Anyone have a procedure for doing this? The service engine soon light came on a few days ago. I don't want to visit the dealer if it's something I can fix and Im not near an autozone...


----------



## e34bmw_a33max (Aug 6, 2003)

thickstout said:


> Anyone have a procedure for doing this? The service engine soon light came on a few days ago. I don't want to visit the dealer if it's something I can fix and Im not near an autozone...



try this.
http://vbxmaxima.8m.com/ecu.html


----------



## thickstout (Mar 31, 2004)

e34bmw_a33max said:


> try this.
> http://vbxmaxima.8m.com/ecu.html


I removed the panel on my car and the box looks the same but unfortunately there is no sticker and no screw.

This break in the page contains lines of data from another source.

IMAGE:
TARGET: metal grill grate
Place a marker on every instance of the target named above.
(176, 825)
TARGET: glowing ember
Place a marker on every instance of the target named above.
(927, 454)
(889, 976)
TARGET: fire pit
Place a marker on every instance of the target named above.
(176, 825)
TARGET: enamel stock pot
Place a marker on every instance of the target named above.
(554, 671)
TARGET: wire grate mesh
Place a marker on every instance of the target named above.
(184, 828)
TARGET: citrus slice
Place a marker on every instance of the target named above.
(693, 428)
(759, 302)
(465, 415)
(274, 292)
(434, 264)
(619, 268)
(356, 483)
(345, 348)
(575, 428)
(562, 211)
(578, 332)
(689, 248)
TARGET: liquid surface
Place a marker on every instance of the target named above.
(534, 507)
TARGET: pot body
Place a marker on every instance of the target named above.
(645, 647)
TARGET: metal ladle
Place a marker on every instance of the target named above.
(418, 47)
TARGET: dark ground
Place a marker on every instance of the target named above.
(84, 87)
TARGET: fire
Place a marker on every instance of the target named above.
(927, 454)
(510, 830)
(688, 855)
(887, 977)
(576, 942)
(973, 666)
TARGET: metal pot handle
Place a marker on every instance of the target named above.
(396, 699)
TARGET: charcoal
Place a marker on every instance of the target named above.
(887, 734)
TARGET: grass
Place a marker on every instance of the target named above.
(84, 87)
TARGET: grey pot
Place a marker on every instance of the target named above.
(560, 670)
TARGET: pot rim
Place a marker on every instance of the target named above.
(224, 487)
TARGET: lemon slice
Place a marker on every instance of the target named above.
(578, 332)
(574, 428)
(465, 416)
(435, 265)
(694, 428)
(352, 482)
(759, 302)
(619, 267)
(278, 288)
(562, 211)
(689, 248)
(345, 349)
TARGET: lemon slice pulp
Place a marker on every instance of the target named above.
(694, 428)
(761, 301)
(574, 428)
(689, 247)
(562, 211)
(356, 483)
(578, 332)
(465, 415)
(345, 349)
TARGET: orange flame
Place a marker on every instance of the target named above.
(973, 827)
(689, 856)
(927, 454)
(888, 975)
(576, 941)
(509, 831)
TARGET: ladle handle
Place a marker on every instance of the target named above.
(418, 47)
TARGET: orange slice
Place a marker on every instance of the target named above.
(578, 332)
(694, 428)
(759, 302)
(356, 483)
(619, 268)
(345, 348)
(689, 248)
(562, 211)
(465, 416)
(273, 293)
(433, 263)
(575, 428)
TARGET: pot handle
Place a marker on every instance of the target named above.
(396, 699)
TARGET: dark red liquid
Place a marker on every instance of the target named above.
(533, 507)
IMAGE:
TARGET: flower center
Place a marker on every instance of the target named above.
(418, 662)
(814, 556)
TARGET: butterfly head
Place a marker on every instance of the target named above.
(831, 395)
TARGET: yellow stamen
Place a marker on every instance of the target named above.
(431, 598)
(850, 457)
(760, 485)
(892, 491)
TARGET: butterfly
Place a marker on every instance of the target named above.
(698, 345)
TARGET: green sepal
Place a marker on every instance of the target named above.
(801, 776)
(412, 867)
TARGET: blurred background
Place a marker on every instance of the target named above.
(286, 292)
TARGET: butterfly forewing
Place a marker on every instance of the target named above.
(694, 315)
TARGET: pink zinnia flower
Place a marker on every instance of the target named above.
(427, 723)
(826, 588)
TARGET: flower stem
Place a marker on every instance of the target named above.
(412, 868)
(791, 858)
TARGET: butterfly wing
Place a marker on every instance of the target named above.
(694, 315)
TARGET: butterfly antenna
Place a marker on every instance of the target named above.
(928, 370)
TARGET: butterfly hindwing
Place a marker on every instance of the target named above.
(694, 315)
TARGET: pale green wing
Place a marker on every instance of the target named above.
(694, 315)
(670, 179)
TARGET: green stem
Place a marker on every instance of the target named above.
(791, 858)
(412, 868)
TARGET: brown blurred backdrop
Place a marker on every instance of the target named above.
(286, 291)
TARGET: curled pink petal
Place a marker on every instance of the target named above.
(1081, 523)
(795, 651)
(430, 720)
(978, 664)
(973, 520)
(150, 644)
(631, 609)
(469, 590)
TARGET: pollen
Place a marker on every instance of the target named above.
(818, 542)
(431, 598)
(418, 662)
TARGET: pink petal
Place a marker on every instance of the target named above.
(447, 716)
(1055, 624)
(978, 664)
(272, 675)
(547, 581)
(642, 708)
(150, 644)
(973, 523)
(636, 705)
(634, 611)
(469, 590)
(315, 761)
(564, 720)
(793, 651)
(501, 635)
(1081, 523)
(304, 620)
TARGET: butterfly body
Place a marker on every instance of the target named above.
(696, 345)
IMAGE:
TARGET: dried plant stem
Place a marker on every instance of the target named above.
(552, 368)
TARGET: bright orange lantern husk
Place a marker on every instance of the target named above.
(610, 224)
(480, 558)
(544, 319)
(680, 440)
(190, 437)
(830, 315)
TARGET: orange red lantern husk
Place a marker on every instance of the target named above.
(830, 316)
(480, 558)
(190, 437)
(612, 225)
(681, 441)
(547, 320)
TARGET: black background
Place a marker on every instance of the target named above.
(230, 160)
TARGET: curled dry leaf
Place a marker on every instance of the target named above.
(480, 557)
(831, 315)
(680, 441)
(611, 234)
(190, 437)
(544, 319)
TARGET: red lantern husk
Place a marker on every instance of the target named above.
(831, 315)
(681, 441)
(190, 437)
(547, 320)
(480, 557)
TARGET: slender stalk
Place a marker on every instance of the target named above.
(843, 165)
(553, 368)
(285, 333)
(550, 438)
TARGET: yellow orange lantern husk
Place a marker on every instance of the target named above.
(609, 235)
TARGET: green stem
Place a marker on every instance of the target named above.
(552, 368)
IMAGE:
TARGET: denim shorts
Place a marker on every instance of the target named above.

I have 2 holes there with nothing behind them.

thanks anyways.


----------



## LatinMax (Feb 23, 2003)

thickstout said:


> Anyone have a procedure for doing this? The service engine soon light came on a few days ago. I don't want to visit the dealer if it's something I can fix and Im not near an autozone...


You can not pull codes on your car without a reader. 2000-2001 does not have that feature.


----------



## vuugti (May 12, 2004)

LatinMax said:


> You can not pull codes on your car without a reader. 2000-2001 does not have that feature.


Thanks a million, time to sell this ride. I do appreciate the input.

:thumbup:


----------